To characterize the potential adverse effects of allyl chloride inhalation exposure, a 90-day Subchronic study was conducted in Fischer 344 rats of both sexes. Exposure concentrations were 0, 50, 100, or 250 ppm for 6 hours/day,5 days/week in the 90-day subchronic study. The 90-day subchronic study contained additional animals for an interim necropsy at approximately 30 days, as well as a terminal necropsy at the end of exposure. A variety of parameters were evaluated during the in-life portion of the study as well as at necropsy to assess any adverse effect of exposure. Review of all the data including in-life observations, body weight, hematology, clinical chemistry, urinalyses, organ weights, gross pathology and histopathology indicated that the kidneys were adversely affected following allyl chloride exposure. Light microscopic changes in rats at the 100-ppm level revealed a slight increase in the cytoplasmic granularity and eosinophilic staining of the cortical epithelial cells when compared to the control rats. In the rats exposed to 250 ppm allyl chloride there were comparable light microscopic changes present in the kidneys as were noted in the 100-ppm group. However, at this exposure level the kidneys also contained an increase in the number of tubules showing collapse and atrophy of a focal nature. This change was comparable to those which occurs in control rats but was slightly accentuated in the 250-ppm exposed group. The changes noted in the kidneys of the 100-ppm group of rats were interpreted as reflecting a physiologic adaptation. At the 250-ppm exposure level the capability for adaptations appeared to be exceeded and minimal pathologic changes resulted.

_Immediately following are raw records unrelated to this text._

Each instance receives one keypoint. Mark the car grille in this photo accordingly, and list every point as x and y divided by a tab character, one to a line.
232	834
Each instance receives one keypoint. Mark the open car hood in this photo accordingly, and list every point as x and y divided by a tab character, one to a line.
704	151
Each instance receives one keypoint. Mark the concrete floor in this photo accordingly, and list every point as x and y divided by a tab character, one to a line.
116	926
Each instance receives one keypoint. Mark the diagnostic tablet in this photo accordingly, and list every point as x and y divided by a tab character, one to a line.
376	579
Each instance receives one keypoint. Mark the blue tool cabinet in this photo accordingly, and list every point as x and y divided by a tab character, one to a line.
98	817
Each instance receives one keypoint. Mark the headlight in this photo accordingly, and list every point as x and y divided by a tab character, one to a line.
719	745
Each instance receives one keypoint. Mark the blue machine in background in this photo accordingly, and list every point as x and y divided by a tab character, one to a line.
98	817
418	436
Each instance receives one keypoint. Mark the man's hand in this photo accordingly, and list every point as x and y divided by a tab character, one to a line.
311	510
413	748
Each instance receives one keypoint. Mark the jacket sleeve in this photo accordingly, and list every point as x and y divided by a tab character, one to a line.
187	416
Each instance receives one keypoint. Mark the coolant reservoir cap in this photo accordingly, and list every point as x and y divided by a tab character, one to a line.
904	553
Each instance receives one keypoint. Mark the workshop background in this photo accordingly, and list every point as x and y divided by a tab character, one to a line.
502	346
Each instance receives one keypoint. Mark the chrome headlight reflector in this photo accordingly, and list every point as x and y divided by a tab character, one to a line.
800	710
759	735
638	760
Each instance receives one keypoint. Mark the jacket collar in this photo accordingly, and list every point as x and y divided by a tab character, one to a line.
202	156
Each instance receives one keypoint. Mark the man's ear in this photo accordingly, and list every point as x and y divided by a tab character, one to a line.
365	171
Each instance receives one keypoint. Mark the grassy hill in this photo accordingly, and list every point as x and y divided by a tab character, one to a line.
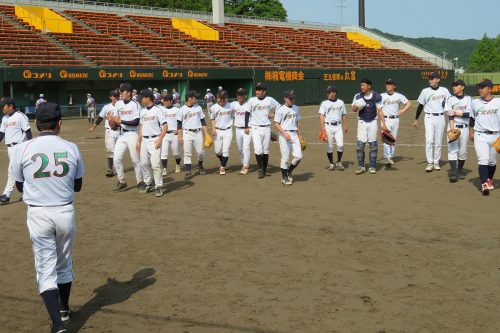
453	47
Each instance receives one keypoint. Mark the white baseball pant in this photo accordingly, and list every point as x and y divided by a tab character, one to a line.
193	138
9	187
292	146
367	131
393	126
243	143
457	150
222	141
434	129
334	132
127	140
172	141
486	153
261	137
52	232
110	138
150	161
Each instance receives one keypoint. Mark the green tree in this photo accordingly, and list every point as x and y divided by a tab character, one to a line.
486	56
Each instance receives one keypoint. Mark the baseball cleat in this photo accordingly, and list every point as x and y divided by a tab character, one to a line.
120	187
109	173
484	189
4	199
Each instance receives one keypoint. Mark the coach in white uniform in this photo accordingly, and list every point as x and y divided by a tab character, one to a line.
286	120
49	170
332	114
15	129
171	140
128	112
152	130
261	110
484	130
391	104
458	107
243	139
221	117
190	123
432	100
110	135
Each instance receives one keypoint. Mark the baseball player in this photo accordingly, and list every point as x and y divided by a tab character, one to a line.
49	170
484	130
221	117
90	109
332	114
286	121
110	134
152	130
15	129
432	100
190	122
367	124
128	117
391	104
172	138
458	107
261	109
239	108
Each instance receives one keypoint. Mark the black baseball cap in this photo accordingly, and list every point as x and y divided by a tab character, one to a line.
434	75
125	86
331	89
290	94
48	112
260	86
485	83
458	83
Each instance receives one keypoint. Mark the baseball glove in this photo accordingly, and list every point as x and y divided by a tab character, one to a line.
323	137
208	141
453	135
496	144
388	138
274	137
302	143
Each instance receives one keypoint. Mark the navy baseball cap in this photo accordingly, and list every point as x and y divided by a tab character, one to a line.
485	83
331	89
48	112
125	86
434	75
260	86
458	83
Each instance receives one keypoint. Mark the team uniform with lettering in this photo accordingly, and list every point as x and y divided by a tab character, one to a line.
390	106
433	101
242	139
127	111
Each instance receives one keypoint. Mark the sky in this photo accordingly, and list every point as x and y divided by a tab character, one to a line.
454	19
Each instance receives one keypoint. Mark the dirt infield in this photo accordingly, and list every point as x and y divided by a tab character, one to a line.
399	251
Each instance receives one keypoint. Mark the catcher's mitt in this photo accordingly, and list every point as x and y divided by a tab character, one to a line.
208	141
274	137
323	137
453	135
302	143
388	138
496	144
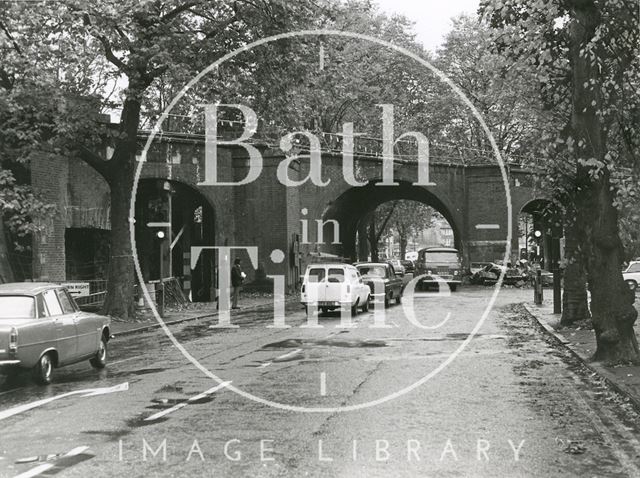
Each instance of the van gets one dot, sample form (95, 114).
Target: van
(439, 264)
(334, 286)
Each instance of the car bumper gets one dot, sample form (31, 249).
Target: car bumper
(9, 364)
(331, 304)
(436, 280)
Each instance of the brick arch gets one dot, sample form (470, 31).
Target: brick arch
(355, 203)
(186, 200)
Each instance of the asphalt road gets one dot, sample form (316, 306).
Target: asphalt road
(409, 399)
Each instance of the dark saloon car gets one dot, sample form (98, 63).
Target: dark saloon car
(409, 266)
(382, 280)
(42, 328)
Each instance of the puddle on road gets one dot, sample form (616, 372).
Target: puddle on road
(297, 343)
(111, 435)
(142, 371)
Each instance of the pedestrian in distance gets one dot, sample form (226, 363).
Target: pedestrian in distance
(237, 278)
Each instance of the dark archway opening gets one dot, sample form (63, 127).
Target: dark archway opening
(353, 208)
(192, 221)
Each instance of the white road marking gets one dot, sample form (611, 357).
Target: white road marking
(286, 356)
(125, 360)
(89, 392)
(47, 466)
(200, 396)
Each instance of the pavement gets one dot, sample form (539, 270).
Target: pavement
(194, 311)
(581, 342)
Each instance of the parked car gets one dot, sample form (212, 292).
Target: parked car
(398, 267)
(631, 275)
(334, 286)
(491, 272)
(42, 328)
(384, 284)
(439, 264)
(476, 267)
(409, 266)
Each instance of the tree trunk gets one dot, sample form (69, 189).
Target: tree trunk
(373, 239)
(6, 272)
(574, 297)
(363, 242)
(611, 301)
(119, 300)
(403, 246)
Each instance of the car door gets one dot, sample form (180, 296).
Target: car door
(65, 326)
(315, 285)
(336, 285)
(86, 331)
(362, 288)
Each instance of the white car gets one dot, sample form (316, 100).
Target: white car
(334, 286)
(632, 275)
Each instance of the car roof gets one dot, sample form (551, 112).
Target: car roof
(26, 288)
(328, 264)
(439, 249)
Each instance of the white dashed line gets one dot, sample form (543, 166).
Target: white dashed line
(187, 402)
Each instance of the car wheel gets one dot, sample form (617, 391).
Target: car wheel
(100, 359)
(43, 370)
(365, 306)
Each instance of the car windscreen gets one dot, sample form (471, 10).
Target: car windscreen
(441, 256)
(336, 275)
(372, 271)
(17, 307)
(316, 274)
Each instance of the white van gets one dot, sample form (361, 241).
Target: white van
(334, 286)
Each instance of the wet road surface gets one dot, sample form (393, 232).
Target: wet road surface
(407, 399)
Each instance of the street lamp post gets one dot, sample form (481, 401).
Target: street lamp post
(162, 238)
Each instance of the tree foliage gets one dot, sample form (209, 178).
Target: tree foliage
(584, 54)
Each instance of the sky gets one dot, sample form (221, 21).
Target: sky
(432, 17)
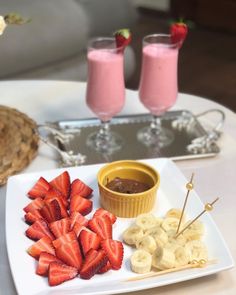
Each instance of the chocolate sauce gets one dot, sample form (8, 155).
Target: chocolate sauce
(127, 186)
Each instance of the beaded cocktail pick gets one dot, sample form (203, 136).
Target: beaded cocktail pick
(207, 207)
(189, 187)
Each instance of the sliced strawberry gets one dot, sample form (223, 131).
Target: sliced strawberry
(102, 226)
(62, 183)
(42, 245)
(31, 217)
(60, 227)
(114, 251)
(78, 187)
(123, 37)
(102, 212)
(59, 273)
(89, 240)
(178, 32)
(80, 204)
(79, 218)
(52, 194)
(38, 230)
(39, 189)
(51, 211)
(105, 268)
(34, 205)
(70, 236)
(94, 261)
(44, 260)
(70, 254)
(77, 228)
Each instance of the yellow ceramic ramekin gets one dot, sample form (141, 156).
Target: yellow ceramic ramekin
(128, 205)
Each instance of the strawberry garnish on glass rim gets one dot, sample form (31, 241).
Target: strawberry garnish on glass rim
(123, 37)
(178, 32)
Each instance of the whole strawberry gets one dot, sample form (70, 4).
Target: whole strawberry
(123, 37)
(178, 32)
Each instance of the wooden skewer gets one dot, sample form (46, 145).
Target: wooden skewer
(208, 207)
(193, 264)
(189, 187)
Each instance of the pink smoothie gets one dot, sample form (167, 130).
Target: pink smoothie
(105, 89)
(158, 83)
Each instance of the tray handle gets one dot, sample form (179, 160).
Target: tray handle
(207, 143)
(68, 158)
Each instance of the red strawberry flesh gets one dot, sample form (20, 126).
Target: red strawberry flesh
(178, 32)
(62, 183)
(102, 226)
(44, 260)
(59, 273)
(94, 261)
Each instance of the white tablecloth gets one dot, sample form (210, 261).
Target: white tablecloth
(53, 100)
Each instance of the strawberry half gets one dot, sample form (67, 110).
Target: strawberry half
(102, 212)
(70, 254)
(70, 236)
(105, 268)
(62, 184)
(44, 260)
(60, 227)
(114, 251)
(39, 189)
(77, 228)
(52, 194)
(78, 187)
(31, 217)
(59, 273)
(51, 211)
(94, 261)
(102, 226)
(42, 245)
(38, 230)
(34, 205)
(89, 240)
(178, 32)
(123, 37)
(81, 205)
(79, 218)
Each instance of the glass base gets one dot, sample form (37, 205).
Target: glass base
(105, 143)
(155, 138)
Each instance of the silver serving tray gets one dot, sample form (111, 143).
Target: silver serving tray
(190, 138)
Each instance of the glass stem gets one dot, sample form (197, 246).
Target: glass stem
(104, 130)
(155, 126)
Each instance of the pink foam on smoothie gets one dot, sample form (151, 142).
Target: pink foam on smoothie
(106, 89)
(158, 84)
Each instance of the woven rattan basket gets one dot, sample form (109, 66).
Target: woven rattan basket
(18, 142)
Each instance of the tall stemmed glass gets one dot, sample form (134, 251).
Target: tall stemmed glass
(105, 94)
(158, 87)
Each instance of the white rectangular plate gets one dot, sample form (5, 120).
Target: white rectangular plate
(171, 194)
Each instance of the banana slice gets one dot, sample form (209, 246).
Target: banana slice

In conclusion, allyl chloride inhalation exposure studies in rats revealed minimal adverse effects in the kidneys of 250 ppm exposed rats. This was considered the most sensitive organ and species exhibiting an exposure related toxicologically significant effect. Various statistically significant observations were noted in rats in the 50, 100, or 250 ppm exposure groups. These were generally considered to represent normal biological variability or physiological adaptation to the allyl chloride exposures. Changes indicative of an adverse effect and considered toxicologically significant were not observed at levels of allyl chloride exposure below 250 ppm.

Based on the above observation, when Fischer 344 rats of both sexes were exposed to allyl chloride for 6 hours/day,5 days/week in doses 0, 50, 100, or 250 ppm for 90-day subchronic study the NOAEL (No observed adverse effect level) was found to be 100 mg/L air and LOAEL (Lowest observed adverse effect level) was found to be 250 mg/L based on the histopathological findings in kidney.